I linked one receiver just fine. but a couple more and can't get them to link. I'm stumped ? any ideas?
thanks
I can e-mail you a photo if need be.


----------



## TonyWalsham (Jan 2, 2008)

Marty.
If the system is 2.4 GHz, are all the RX's the same brand as the TX?


----------



## Mike Reilley (Jan 2, 2008)

There's more to binding than holding down the button Marty. Step 1, TX in OFF mode. Step 2...power up RX...see flashing light. Step 3...move the TX at least 5' away from RX, depress sync button, and THEN turn on the TX. Step 4...wait for RX light to go steady or out to tell you it's bound. 
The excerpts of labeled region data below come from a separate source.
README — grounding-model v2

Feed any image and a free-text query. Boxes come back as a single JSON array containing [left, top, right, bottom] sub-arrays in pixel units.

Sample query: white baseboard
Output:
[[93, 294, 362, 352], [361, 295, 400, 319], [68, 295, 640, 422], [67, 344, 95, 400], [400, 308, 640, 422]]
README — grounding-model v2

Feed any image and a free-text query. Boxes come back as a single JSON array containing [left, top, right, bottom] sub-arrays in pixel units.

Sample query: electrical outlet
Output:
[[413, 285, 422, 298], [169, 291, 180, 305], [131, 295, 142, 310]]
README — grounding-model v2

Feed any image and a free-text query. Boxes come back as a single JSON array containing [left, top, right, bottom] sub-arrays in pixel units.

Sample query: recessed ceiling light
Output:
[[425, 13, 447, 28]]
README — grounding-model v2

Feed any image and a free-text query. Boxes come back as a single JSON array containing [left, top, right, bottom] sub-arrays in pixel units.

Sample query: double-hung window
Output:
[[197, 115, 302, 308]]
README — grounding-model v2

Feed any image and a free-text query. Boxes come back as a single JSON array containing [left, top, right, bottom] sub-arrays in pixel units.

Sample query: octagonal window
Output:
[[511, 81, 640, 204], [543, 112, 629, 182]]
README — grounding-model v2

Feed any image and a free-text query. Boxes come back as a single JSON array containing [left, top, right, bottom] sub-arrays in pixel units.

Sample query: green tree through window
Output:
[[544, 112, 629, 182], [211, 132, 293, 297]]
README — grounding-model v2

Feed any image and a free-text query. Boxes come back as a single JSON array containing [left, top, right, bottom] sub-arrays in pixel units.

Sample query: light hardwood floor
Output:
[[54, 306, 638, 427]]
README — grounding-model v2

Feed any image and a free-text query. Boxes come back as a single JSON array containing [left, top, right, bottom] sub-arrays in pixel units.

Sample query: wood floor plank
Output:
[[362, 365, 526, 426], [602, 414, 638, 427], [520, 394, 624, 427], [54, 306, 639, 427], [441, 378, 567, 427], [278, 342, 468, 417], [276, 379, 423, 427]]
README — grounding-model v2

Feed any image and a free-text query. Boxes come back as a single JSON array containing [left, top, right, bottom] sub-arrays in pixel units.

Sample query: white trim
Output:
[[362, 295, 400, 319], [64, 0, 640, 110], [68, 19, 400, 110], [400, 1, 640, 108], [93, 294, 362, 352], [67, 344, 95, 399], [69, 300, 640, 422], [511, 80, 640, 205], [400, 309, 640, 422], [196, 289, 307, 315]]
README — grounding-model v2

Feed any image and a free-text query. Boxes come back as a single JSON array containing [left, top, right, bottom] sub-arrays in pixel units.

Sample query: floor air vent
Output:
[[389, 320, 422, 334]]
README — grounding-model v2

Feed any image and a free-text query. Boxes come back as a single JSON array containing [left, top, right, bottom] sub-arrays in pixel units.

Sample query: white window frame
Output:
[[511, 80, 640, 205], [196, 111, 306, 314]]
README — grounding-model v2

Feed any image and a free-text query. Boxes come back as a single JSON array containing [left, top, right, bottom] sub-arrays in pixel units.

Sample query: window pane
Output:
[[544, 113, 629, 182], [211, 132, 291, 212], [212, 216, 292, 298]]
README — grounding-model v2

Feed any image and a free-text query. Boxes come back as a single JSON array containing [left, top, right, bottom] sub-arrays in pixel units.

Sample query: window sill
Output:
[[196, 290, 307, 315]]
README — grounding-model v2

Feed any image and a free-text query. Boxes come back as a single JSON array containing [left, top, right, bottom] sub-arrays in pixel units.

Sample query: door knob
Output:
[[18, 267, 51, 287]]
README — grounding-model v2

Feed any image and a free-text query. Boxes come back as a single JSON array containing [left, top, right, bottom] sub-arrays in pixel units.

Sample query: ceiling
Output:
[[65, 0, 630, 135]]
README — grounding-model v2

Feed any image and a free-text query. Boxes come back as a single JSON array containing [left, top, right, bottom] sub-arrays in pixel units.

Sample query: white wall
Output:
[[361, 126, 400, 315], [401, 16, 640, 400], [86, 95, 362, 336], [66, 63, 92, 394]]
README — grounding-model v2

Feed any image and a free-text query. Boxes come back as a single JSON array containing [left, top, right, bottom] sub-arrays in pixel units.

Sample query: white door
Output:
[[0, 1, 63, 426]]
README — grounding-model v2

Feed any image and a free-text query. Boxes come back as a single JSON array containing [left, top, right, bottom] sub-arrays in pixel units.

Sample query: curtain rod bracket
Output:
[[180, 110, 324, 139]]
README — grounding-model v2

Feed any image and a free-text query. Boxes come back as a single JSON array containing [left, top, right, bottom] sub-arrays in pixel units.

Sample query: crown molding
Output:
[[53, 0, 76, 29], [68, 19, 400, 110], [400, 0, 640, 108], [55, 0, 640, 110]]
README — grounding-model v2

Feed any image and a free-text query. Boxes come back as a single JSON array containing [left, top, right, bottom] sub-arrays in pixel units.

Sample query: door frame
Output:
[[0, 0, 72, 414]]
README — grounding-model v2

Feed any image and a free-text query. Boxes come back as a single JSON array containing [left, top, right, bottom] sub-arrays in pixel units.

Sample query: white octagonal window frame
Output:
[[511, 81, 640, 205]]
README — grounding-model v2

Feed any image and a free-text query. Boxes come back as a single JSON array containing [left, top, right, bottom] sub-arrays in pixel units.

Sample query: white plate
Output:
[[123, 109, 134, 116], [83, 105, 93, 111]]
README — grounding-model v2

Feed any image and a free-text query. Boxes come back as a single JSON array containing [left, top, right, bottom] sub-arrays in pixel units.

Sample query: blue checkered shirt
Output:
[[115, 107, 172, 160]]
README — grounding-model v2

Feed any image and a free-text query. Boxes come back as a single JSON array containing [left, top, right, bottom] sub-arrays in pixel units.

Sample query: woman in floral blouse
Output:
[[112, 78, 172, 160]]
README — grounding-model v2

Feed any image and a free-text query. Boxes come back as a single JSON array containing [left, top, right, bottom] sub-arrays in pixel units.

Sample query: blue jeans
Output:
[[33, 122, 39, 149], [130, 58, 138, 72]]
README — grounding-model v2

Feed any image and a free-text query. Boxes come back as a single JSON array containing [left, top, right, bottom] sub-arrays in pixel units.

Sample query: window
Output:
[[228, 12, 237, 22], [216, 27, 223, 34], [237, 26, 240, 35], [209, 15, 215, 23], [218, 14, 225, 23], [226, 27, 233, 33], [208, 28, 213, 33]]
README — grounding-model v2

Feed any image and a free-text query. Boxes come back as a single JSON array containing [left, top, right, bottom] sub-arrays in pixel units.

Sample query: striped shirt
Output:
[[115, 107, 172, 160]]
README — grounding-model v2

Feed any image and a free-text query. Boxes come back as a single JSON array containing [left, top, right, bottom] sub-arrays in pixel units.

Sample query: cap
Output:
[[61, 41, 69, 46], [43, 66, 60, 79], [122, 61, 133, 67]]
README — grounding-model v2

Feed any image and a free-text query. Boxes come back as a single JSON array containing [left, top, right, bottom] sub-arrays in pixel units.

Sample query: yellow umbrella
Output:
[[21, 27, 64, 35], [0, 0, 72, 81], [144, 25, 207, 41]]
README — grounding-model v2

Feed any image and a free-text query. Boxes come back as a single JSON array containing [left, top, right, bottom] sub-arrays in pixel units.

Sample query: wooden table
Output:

You MUST start with the transmitter (TX) off. That's important. The stuff about moving the TX away from the Receiver (RX) is because if it's too close, the transmitter may swamp the RX with too much energy.

One more thing...if you still have problems, turn off all other 2.4G things....like cell phones, WIFI routers, cordless phones. All those things interfere with your RC stuff because they're using the same frequency band. Remember...those Tower systems were designed for RC cars and airplanes where you are NOT around a lot of other signals.

Hope this works for you.


----------



## Dennis Paulson (Jan 2, 2008)

Mike Reilley said:


> There's more to binding than holding down the button Marty. Step 1, TX in OFF mode. Step 2...power up RX...see flashing light. Step 3...move the TX at least 5' away from RX, depress sync button, and THEN turn on the TX. Step 4...wait for RX light to go steady or out to tell you it's bound.
> 
> You MUST start with the transmitter (TX) off. That's important. The stuff about moving the TX away from the Receiver (RX) is because if it's too close, the transmitter may swamp the RX with too much energy.
> 
> ...


 
Well mostly , I have raced rc trucks at indoor steel pole barns with 20 or 30 Spektrun Radios in use , no problems . And flying compitions and meets sometimes have many many planes in the air at the same time . 2.4 ghz works well

Good luck Marty , like Mike said , transmitter distance from the receiver is important also , when linking .


----------



## Mike Reilley (Jan 2, 2008)

Dennis Paulson said:


> ....with 20 or 30 Spektrun Radios in use , no problems...


Exactly....that's why I use Spektrum radios too. I don't think Marty has a Spectrum...so the process has to be followed to the letter....often. Sometimes, it don't.


----------